そのため強化学習では、未知の行動を試して情報を集める探索と、これまでの経験から良いと分かっている行動を選ぶ活用のバランスが重要になります。探索が少なすぎるとより良い行動を見つけにくくなり、探索が多すぎると学んだ知識を十分に利用できません。
教師あり学習・教師なし学習との違い
強化学習は、教師あり学習と教師なし学習とは、学習に使う手掛かりが異なります。
| 学習方法 | 主な手掛かり | 主な目的 |
|---|---|---|
| 教師あり学習 | 入力データと正解ラベル | 正解に近い予測を行う |
| 教師なし学習 | 正解ラベルのないデータ | データの構造やまとまりを見つける |
| 強化学習 | 行動の結果として得られる報酬 | 将来の報酬につながる行動方針を学ぶ |
教師あり学習では、分類や回帰のように正解との誤差を使って学習する方法が中心です。回帰と分類の違いは「回帰と分類の違いとは?機械学習での用途と使い分けを解説」で詳しく解説しています。強化学習では、各場面の正解行動を直接与えるのではなく、行動の結果として得た報酬から方策を改善していく点が特徴です。
強化学習が使われる例
強化学習は、行動の結果が次の状態へ影響し、試行錯誤を通じて長期的に良い行動を学ぶ問題と相性があります。
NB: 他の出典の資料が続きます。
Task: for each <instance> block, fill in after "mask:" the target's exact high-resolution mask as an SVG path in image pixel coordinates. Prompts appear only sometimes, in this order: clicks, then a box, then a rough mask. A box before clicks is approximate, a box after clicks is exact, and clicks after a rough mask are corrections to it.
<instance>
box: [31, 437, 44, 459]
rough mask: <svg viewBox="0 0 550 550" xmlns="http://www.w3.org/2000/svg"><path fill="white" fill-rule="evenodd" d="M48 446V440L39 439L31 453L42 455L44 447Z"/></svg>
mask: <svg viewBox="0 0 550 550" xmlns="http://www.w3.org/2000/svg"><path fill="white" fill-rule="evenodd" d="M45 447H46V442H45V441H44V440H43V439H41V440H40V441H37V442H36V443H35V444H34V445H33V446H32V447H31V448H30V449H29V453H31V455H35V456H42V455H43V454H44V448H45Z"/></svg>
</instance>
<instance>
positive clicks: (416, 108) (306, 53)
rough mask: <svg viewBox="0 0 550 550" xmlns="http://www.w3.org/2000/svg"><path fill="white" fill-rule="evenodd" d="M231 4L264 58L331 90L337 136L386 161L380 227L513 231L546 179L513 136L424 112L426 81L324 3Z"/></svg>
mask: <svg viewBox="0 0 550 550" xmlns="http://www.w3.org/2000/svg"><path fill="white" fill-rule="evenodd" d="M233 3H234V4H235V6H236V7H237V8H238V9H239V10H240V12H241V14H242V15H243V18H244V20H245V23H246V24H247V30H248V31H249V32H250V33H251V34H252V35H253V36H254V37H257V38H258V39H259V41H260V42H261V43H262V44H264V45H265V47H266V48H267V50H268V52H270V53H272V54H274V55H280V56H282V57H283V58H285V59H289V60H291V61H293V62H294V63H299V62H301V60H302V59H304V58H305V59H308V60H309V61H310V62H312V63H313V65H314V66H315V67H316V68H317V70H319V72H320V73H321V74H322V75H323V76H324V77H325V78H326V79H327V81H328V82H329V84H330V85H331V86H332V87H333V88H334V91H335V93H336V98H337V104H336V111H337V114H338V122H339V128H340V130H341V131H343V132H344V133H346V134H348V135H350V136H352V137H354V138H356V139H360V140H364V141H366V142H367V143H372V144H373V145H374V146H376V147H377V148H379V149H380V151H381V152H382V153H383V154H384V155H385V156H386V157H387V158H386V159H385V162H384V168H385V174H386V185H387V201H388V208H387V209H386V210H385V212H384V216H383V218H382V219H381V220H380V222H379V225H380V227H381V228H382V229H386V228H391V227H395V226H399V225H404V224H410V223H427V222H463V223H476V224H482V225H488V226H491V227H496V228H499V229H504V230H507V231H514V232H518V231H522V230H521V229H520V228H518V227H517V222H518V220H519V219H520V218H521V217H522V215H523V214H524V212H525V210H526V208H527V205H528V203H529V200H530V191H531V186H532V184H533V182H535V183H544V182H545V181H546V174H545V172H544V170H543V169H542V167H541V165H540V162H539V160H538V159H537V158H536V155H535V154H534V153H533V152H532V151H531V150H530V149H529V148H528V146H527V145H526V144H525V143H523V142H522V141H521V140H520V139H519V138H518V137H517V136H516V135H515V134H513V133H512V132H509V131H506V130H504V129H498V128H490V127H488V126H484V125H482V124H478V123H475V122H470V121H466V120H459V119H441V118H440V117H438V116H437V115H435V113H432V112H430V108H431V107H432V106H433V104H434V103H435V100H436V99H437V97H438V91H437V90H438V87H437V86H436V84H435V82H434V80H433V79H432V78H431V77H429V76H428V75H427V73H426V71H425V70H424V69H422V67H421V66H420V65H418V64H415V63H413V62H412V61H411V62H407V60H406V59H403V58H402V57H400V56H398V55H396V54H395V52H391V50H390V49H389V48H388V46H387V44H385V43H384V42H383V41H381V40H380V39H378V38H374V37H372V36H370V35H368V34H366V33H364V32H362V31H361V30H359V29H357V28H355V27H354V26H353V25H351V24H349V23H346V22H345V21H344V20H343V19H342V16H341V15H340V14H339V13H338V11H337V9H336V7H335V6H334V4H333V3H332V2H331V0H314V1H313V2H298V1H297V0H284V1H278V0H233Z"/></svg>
- ゲーム:盤面や画面の状態に応じて、得点や勝敗につながる行動を学ぶ
- ロボット制御:移動や把持などの動作を繰り返し、目的を達成しやすい制御を学ぶ
- 制御・最適化:設備やシステムの状態に応じて、長期的な成果につながる操作を学ぶ
ただし、実際の利用では報酬の設計、安全に試行錯誤できる環境、学習に必要な時間や計算量なども考える必要があります。この記事では強化学習の基本概念に範囲を限定し、個別のアルゴリズムや実装方法は扱いません。
まとめ
強化学習は、エージェントが環境の中で行動し、得られた報酬を手掛かりに、将来より良い結果につながる行動方針を学ぶ方法です。
基本の流れは「状態を確認する → 行動する → 状態と報酬を受け取る → 方策を改善する」という繰り返しです。教師あり学習のように各入力へ正解を直接与えるのではなく、試行錯誤の結果から学ぶ点が大きな特徴です。